A L E V
Setelah kejadian istirahat tadi siang, gue langsung menceritakan semuanya selengkap-lengkapnya ke Naomi dan Jendra.
Respon Naomi kaget setengah mati, berbanding dengan respon Jendra, katanya ia sudah memiliki insting kalau Kazel akan menyatakan perasaannya ke gue.
"Emang lo tau darimana?" Tanya Naomi pada Jendra, terputar kembali obrolan saat di kelas bersama Naomi dan Jendra di otak Alev.
Pukul empat sore ini gue sedang duduk santai di bean bag warna biru cerah yang terletak di ujung ruang kamar. Sembari menikmati secangkir susu hangat yang baru saja gue buat, rasanya pikiran gue benar-benar penat kalau habis pulang sekolah. Ditambah Kazel habis menyatakan perasaannya.
"Ya keliatan aja dari gerak-gerik Kazel. Kalo lo perhatiin sih, ya lo bakal sadar. Justru aneh sih, kan lo yang suka yuri. Masa lo yang ga sadar?" Kata Jendra gak habis pikir, ia menggelengkan kepala.
Gue menggigit bibir bawah, "Gue harus jawab apa ya? Apa gue tunggu aja dia bakal ngapain?"
"Ya... Tunggu aja sih. Lagian kan dia sendiri yang bilang bakal mau buktiin ke lo. Udah tenang aja, resiko orang cakep emang gitu, Lev." Ujar Jendra menenangkan gue yang saat itu lagi benar-benar bimbang dan merasa sedikit buruk karena tidak menahan kepergian Kazel.
"Iye tuh, dengerin deh kata Jendra. Kan lo paling tau dia jago dalam segala hal kalo ngasih saran," Naomi bersuara lalu menepuk-nepuk bahu gue.
Setelah percakapan tentang Kazel selesai, gue sama mereka ga membahas apa-apa lagi karena mereka tahu betul kalau topik tentang Kazel bakal jadi topik yang sensitif buat gue.
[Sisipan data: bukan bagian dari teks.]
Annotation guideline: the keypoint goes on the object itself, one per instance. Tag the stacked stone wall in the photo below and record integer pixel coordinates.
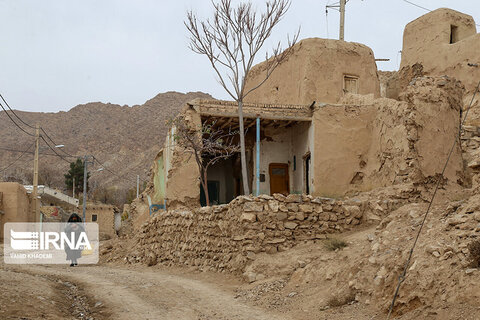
(226, 237)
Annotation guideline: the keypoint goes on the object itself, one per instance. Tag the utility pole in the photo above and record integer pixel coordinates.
(342, 19)
(340, 7)
(35, 173)
(138, 185)
(85, 177)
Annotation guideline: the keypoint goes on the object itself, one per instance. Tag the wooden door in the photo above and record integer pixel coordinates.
(350, 84)
(279, 182)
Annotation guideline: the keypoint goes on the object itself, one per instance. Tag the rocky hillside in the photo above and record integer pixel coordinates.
(124, 138)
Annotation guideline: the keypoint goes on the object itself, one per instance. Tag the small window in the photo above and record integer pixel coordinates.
(453, 34)
(279, 171)
(350, 84)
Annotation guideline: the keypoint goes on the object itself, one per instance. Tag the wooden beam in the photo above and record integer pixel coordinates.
(227, 123)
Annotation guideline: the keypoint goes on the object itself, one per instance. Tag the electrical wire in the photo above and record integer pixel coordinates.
(55, 144)
(114, 173)
(31, 135)
(53, 149)
(419, 6)
(55, 153)
(21, 155)
(401, 278)
(30, 126)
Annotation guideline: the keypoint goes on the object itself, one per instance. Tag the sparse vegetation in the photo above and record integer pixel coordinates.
(474, 248)
(333, 244)
(340, 300)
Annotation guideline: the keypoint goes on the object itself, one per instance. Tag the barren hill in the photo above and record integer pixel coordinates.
(124, 138)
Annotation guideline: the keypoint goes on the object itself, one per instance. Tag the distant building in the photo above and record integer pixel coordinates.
(104, 215)
(16, 205)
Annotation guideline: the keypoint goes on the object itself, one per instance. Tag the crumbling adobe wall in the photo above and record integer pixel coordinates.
(314, 72)
(17, 205)
(367, 143)
(427, 43)
(182, 180)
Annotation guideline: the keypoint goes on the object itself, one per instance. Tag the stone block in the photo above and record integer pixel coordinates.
(290, 225)
(253, 207)
(273, 205)
(281, 216)
(292, 207)
(248, 216)
(294, 198)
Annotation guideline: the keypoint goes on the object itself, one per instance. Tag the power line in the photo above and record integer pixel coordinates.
(114, 173)
(30, 126)
(416, 5)
(401, 278)
(55, 144)
(53, 149)
(31, 135)
(21, 155)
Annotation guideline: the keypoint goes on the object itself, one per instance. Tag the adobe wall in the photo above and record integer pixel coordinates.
(182, 174)
(367, 143)
(314, 72)
(426, 42)
(105, 218)
(17, 205)
(281, 145)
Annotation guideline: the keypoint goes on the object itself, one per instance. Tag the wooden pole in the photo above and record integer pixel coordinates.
(35, 174)
(342, 19)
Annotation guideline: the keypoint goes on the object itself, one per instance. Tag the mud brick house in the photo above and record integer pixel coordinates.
(16, 205)
(104, 215)
(321, 130)
(444, 42)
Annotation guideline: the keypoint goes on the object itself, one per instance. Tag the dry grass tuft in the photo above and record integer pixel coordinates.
(474, 248)
(334, 244)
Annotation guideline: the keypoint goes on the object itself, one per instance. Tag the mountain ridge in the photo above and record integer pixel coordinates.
(124, 138)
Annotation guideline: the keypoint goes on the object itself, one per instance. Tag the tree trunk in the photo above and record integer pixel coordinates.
(205, 188)
(246, 187)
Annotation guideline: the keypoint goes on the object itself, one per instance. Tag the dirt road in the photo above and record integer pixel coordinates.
(111, 292)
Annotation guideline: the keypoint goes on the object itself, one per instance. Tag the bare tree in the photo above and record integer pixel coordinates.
(208, 144)
(231, 41)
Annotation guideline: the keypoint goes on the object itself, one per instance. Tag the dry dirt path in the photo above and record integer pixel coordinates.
(111, 292)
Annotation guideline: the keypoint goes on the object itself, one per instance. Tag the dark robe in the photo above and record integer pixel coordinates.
(74, 225)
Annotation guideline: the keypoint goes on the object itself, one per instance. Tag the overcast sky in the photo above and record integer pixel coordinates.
(55, 54)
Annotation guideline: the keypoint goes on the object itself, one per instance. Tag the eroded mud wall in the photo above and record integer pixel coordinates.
(315, 72)
(367, 143)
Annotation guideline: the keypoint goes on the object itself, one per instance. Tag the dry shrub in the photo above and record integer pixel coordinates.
(474, 248)
(334, 244)
(341, 300)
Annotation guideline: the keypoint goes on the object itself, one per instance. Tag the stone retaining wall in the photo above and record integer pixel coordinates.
(226, 237)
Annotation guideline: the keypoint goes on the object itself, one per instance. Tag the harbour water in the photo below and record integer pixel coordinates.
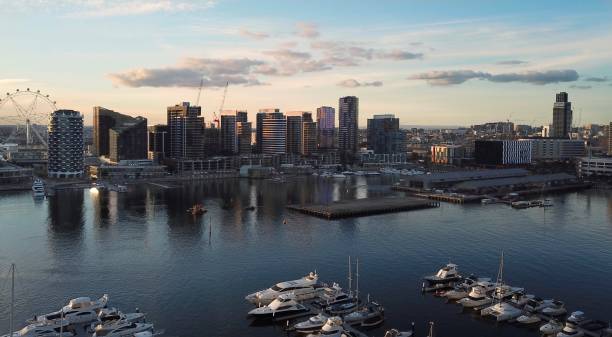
(190, 274)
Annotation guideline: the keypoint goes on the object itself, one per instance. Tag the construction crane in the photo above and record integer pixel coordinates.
(222, 103)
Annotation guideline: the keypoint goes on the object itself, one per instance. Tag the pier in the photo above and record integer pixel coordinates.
(364, 207)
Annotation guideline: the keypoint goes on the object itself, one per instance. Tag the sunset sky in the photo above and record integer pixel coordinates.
(428, 62)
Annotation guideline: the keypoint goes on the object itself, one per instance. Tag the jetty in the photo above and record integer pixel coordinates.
(364, 207)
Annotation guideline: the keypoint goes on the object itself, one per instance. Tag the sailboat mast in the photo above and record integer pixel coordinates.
(12, 299)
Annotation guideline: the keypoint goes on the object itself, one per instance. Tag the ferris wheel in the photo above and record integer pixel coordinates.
(24, 116)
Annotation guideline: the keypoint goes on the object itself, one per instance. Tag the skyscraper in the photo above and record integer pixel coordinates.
(562, 116)
(348, 125)
(326, 127)
(65, 144)
(186, 131)
(384, 135)
(229, 135)
(294, 132)
(309, 134)
(271, 131)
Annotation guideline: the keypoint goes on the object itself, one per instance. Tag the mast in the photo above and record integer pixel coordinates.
(12, 299)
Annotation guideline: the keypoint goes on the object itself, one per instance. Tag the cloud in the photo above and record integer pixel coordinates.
(580, 87)
(596, 79)
(307, 30)
(444, 78)
(511, 63)
(213, 72)
(253, 35)
(352, 83)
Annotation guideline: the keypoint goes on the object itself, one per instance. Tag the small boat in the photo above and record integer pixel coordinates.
(284, 305)
(332, 327)
(557, 308)
(313, 324)
(570, 330)
(305, 288)
(445, 275)
(197, 209)
(38, 188)
(553, 327)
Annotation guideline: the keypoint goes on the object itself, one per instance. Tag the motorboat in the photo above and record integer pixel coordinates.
(44, 329)
(557, 308)
(462, 289)
(332, 327)
(331, 296)
(446, 274)
(303, 289)
(38, 188)
(501, 311)
(478, 295)
(570, 330)
(284, 305)
(121, 329)
(312, 324)
(78, 310)
(553, 327)
(369, 315)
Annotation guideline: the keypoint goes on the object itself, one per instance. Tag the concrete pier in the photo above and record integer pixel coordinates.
(364, 207)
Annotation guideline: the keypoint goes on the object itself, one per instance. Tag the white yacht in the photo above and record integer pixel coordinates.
(557, 308)
(285, 304)
(501, 311)
(332, 327)
(121, 329)
(38, 188)
(303, 289)
(570, 330)
(313, 324)
(553, 327)
(446, 274)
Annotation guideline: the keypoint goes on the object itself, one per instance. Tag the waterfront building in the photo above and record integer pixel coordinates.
(65, 143)
(348, 125)
(502, 152)
(294, 132)
(562, 116)
(186, 131)
(118, 136)
(595, 167)
(309, 134)
(159, 142)
(326, 127)
(446, 154)
(271, 131)
(384, 135)
(229, 134)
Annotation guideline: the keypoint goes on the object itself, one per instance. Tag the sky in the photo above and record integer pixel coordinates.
(428, 62)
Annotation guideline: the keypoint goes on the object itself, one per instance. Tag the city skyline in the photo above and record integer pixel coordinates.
(467, 64)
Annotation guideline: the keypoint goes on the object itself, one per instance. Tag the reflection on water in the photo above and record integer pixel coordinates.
(190, 274)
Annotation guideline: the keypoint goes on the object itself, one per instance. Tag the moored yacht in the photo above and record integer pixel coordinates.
(312, 324)
(446, 274)
(303, 289)
(284, 305)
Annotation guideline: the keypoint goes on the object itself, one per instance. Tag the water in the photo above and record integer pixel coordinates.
(145, 251)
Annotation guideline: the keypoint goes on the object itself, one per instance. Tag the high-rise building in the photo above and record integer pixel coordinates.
(186, 130)
(229, 134)
(159, 142)
(294, 132)
(326, 124)
(562, 116)
(118, 136)
(348, 125)
(65, 144)
(309, 134)
(271, 131)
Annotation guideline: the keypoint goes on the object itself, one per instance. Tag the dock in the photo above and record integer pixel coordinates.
(364, 207)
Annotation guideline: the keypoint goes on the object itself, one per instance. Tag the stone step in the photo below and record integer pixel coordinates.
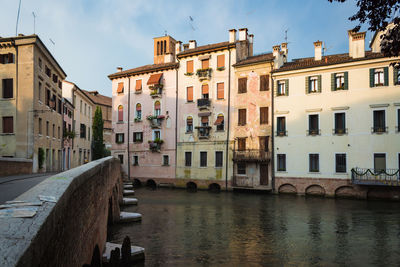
(128, 192)
(137, 253)
(129, 201)
(129, 217)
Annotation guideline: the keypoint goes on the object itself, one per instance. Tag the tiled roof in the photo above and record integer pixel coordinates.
(144, 69)
(304, 63)
(98, 98)
(255, 59)
(205, 48)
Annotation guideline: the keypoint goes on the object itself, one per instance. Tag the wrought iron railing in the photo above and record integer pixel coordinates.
(386, 177)
(251, 155)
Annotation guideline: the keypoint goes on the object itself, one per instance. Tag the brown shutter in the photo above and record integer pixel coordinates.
(189, 94)
(220, 90)
(189, 66)
(205, 63)
(220, 61)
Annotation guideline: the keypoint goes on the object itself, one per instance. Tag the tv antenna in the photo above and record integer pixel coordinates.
(34, 22)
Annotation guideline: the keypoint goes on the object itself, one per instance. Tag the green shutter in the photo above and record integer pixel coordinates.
(287, 87)
(386, 75)
(319, 83)
(307, 84)
(371, 77)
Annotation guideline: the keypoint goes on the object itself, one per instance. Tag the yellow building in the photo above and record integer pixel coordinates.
(31, 102)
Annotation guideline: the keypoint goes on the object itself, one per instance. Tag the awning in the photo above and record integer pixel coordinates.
(154, 79)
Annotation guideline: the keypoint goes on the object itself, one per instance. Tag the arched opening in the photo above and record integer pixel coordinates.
(315, 190)
(287, 189)
(191, 187)
(214, 188)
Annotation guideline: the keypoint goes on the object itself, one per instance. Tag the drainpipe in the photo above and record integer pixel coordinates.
(128, 138)
(227, 134)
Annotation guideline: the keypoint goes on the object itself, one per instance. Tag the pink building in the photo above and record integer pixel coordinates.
(143, 116)
(68, 134)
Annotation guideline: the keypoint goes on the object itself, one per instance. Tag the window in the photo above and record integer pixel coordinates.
(8, 125)
(340, 165)
(188, 159)
(138, 111)
(242, 117)
(220, 122)
(379, 162)
(204, 91)
(242, 85)
(221, 62)
(83, 131)
(379, 122)
(219, 158)
(138, 137)
(8, 88)
(120, 113)
(314, 162)
(189, 94)
(157, 108)
(203, 159)
(263, 115)
(241, 144)
(220, 90)
(165, 160)
(340, 123)
(241, 168)
(281, 126)
(264, 82)
(281, 162)
(135, 160)
(119, 138)
(313, 127)
(189, 66)
(189, 124)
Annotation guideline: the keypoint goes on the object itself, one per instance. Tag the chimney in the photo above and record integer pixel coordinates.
(232, 35)
(317, 50)
(356, 44)
(192, 44)
(243, 34)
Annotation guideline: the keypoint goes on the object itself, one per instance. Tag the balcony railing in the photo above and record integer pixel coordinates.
(386, 177)
(203, 103)
(251, 155)
(378, 129)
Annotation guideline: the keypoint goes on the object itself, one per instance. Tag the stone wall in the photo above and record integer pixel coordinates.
(65, 233)
(13, 166)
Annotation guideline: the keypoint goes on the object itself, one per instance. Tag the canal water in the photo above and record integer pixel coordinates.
(231, 229)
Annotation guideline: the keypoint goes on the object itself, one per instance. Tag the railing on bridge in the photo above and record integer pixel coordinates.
(386, 177)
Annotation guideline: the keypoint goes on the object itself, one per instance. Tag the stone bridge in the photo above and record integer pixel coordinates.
(66, 232)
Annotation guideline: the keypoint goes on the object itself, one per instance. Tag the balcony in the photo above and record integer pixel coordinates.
(203, 103)
(204, 131)
(364, 176)
(204, 74)
(251, 155)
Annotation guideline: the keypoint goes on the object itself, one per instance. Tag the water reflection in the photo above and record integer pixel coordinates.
(203, 229)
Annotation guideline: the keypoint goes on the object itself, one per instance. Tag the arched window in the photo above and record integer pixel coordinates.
(189, 124)
(157, 108)
(120, 113)
(138, 111)
(220, 122)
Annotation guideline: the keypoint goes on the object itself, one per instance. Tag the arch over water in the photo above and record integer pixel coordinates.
(287, 189)
(315, 190)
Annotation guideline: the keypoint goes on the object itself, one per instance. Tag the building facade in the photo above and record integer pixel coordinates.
(82, 123)
(336, 117)
(31, 106)
(144, 116)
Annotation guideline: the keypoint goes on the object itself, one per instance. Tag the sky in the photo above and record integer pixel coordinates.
(91, 38)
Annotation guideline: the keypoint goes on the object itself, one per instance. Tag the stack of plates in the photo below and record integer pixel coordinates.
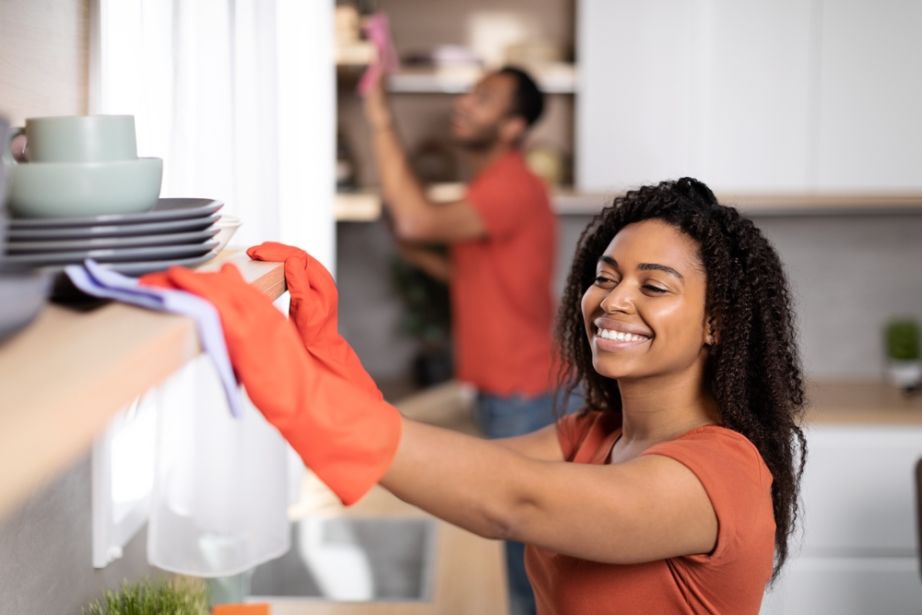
(174, 232)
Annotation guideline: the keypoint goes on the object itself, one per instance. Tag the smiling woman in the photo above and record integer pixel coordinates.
(679, 293)
(673, 491)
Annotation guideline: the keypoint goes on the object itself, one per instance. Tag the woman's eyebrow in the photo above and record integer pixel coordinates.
(608, 261)
(658, 267)
(611, 262)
Mengingat respon gue yang agak murung, karena bingung harus bereaksi apa waktu Kazel menyatakan perasaan.
Pulang dari sekolah gue ga bareng Naomi karena dia dijemput Kakaknya sementara Jendra harus latihan basket, dan gue gak ketemu Jane juga hari ini.
Gak penting sih ketemu apa nggaknya, gue cuma mau menjabarkan kegiatan hari ini aja.
Tadinya gue sempat berniat buat mampir sebentar ke Coffwe, tapi mengingat Kazel suka nongkrong disitu, gue jadi mengurungkan niat dan langsung putar balik ke rumah.
Ya walau, di rumah juga ga tau mau ngapain. Lagi-lagi gue cuma mikir sebenarnya yang gue lakuin ke Kazel itu salah atau nggak, sih? Karena jujur... Gue sendiri bingung sama perasaan gue.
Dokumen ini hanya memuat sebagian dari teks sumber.